Scot Tobias: People Just LOVE Ticket Scalpers!

Hold on to your concert tickets, ladies and gentlemen...

photo: Lenore Edman, modified under CC 2.0

Did you know people LIKE getting ripped off by ticket scalpers? Well of course they do, idiot!

At least, according to one ticket scalper, SORRY, “secondary ticketing reseller,” Scot Tobias.

Scot Tobias, the founder and president of Worldwide Tickets, sat down with Billboard to discuss the “Fair Ticketing Alliance”. According to their website:

We created the FAIR TICKETING ALLIANCE to campaign for:

Greater legal and regulatory clarity in the secondary ticketing market

Secondary website platforms to conform fully with the law

Responsible, licensed operators to have the right to buy and re-sell tickets whilst protecting consumer interests

All those ideas sound pretty good, but you know what would sound even better? NOT having to pay above face value for tickets in the first place.

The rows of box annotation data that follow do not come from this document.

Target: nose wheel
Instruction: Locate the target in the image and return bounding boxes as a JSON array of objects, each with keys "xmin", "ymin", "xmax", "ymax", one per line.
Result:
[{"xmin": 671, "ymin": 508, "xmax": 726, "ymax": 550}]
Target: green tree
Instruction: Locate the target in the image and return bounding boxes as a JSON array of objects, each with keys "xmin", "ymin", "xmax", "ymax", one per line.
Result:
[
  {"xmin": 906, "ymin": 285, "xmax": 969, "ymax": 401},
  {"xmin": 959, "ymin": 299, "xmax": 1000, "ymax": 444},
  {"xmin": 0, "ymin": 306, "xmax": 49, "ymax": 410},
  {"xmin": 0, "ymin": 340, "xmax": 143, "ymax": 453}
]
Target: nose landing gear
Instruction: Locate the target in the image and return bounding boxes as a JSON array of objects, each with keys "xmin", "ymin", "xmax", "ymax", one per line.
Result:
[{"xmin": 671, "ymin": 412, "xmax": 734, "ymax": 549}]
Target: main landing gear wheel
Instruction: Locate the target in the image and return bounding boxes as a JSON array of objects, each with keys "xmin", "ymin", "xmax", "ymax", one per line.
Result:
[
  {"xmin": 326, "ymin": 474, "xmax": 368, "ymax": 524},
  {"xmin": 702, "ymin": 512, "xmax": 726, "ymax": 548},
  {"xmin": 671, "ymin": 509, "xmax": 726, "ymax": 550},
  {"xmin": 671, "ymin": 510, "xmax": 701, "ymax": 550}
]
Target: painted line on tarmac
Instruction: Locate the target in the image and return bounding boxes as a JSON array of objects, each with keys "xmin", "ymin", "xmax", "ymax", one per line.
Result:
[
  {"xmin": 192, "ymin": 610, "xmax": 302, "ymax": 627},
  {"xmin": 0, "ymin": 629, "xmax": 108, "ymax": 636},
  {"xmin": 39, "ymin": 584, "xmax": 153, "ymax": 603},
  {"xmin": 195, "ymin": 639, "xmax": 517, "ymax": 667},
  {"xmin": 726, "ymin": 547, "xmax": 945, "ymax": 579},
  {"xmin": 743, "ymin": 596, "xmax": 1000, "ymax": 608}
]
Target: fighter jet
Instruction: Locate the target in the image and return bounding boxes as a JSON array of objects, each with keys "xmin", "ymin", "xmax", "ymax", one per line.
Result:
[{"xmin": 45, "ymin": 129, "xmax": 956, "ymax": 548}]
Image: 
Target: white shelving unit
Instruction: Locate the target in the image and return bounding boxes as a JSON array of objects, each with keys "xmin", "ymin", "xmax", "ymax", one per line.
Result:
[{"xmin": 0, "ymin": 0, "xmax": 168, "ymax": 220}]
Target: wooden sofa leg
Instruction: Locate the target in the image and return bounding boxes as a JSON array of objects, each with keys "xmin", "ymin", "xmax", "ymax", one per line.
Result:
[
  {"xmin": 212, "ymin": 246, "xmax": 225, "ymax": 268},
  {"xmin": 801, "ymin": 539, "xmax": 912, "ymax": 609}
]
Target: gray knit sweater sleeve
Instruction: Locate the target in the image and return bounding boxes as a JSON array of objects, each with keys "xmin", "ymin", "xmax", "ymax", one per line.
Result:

During the interview, single-t Scot says this about the secondary market:

“The bottom line is that the public enjoys and loves the secondary market. They love the convenience. They love the availability. They love the true valuation of the tickets.”

The convenience? The availability? What would be convenient is if tickets were available at the original price (the “true valuation”), and not at inflated prices by some prick preying on the fact that people are basically idiots who will pay whatever they have to in order to see a concert.

Billboard’s interviewer grills Scot further, and his response is absurd:

BILLBOARD: “Critics say you’re ripping off fans by charging grossly-inflated prices for tickets.”

SCOT: “There is a sector of [fans in] the market that don’t get the opportunity to buy the tickets right away, but do like the luxury of being able to buy them later at a premium, or else they wouldn’t do it. People wouldn’t buy these tickets at a premium unless they wanted to.”

You know why they don’t get the opportunity to buy them right away? Because of so many assholes buying them to resell, or the fact that in some cases, the venue is just shoving half the tickets to the secondary market before they’ve even had a chance to be sold!

But there you have it… people wouldn’t buy these tickets at a premium unless they wanted to.

They WANT to pay double the price for floor seats from some guy on the internet.  Did you know we also like paying for gas when it’s over $3 a gallon?  We love it in fact, it’s so convenient!  That extra money in our wallets was just slowing us down anyway!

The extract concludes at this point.